CYP46A1 activation by low-dose efavirenz uncovers the link between brain cholesterol metabolism, energetics, and vasculature.

CYP46A1 converts cholesterol to 24-hydroxycholesterol, the principal mechanism for brain cholesterol removal and turnover. CYP46A1 can be allosterically activated with low-dose anti-HIV drug efavirenz and mitigate the manifestations of various neurologic diseases in mouse models and Niemann-Pick type C disease in humans. Yet the underlying reasons for such a broad range of efavirenz therapeutic effects are currently unknown. Here 5XFAD mice, a model of Alzheimer's disease, were treated with low-dose efavirenz, and assessed for changes in their brain proteome, acetylproteome, and metabolome. Sex-independent increases in brain levels of phosphatidylcholines, sphingomyelins, and certain amino acids were documented, and various functional enrichments were identified. The most notable related to brain energy production, vascularization, and prevention of glutamatergic overactivation. Unexpectedly, these and many other enrichments were mediated by different proteins in female and male 5XFAD mice. Efavirenz treatment of 5XFAD mice was repeated, and energy-related compounds were quantified in the brain after in vivo isotopic labeling.

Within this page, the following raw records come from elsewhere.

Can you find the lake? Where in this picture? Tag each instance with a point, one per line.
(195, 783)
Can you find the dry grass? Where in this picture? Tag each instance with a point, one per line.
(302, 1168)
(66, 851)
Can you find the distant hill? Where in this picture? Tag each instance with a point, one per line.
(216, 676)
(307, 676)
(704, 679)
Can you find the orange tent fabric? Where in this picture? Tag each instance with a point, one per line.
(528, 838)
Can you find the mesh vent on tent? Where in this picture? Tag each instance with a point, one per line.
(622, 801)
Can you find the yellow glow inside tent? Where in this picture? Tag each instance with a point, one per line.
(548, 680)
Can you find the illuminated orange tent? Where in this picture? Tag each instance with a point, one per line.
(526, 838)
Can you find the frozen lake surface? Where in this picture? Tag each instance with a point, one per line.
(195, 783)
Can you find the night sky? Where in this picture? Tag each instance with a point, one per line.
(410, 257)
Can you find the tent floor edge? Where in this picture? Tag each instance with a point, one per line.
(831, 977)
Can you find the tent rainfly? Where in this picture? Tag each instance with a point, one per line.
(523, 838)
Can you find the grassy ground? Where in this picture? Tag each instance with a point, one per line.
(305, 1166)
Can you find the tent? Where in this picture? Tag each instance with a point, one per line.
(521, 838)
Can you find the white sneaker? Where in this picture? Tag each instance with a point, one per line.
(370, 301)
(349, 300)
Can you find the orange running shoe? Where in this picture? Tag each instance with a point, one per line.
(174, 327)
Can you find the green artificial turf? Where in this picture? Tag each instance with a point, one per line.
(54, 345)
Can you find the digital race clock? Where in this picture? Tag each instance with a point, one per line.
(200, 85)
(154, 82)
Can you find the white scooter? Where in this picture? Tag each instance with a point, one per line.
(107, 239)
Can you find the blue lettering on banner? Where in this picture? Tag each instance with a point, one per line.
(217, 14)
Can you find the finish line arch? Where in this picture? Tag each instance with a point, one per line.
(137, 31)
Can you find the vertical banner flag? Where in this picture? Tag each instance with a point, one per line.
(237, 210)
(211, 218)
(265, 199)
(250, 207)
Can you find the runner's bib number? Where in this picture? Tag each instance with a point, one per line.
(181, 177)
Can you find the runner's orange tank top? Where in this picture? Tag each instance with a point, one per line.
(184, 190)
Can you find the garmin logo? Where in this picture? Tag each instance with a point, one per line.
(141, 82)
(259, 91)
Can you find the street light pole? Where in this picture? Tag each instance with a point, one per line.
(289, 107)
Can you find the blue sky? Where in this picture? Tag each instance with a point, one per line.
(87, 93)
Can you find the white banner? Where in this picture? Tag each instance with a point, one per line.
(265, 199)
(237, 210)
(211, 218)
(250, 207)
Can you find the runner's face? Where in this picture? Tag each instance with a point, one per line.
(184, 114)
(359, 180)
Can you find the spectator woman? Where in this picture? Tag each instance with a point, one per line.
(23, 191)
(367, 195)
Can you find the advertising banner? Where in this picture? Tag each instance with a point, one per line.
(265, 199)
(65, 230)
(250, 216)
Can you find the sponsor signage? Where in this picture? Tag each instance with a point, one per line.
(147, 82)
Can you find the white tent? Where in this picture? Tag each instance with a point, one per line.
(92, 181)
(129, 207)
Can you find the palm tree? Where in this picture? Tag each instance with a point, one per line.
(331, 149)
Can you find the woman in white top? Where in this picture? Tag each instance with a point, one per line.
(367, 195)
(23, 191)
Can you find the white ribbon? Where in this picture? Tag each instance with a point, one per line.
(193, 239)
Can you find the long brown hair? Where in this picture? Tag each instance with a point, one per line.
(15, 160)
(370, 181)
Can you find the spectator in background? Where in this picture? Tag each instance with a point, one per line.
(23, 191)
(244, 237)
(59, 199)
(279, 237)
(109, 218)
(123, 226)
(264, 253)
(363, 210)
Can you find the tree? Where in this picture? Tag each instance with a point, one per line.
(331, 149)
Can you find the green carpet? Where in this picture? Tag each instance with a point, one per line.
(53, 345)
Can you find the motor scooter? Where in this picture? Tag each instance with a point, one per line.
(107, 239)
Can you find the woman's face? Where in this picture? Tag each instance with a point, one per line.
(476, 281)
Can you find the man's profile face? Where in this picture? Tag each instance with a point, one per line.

Cerebral vasculature was assessed as well. We found increased glycolysis branching, carbon flux through the tricarboxylic acid cycle, and use of alternative energy sources (fatty acids, ketone bodies, and amino acids). Sex-independent improvements in brain vascularization and integrity of the blood-brain barrier were also documented. Collectively, our data suggested that CYP46A1 activation by efavirenz increases brain metabolic flexibility and thereby brain energetics. This enables the increase in production of the building blocks for cellular and tissue repair and rescue of brain pathology, thus explaining the therapeutic benefits for the broad spectrum of neurologic disorders.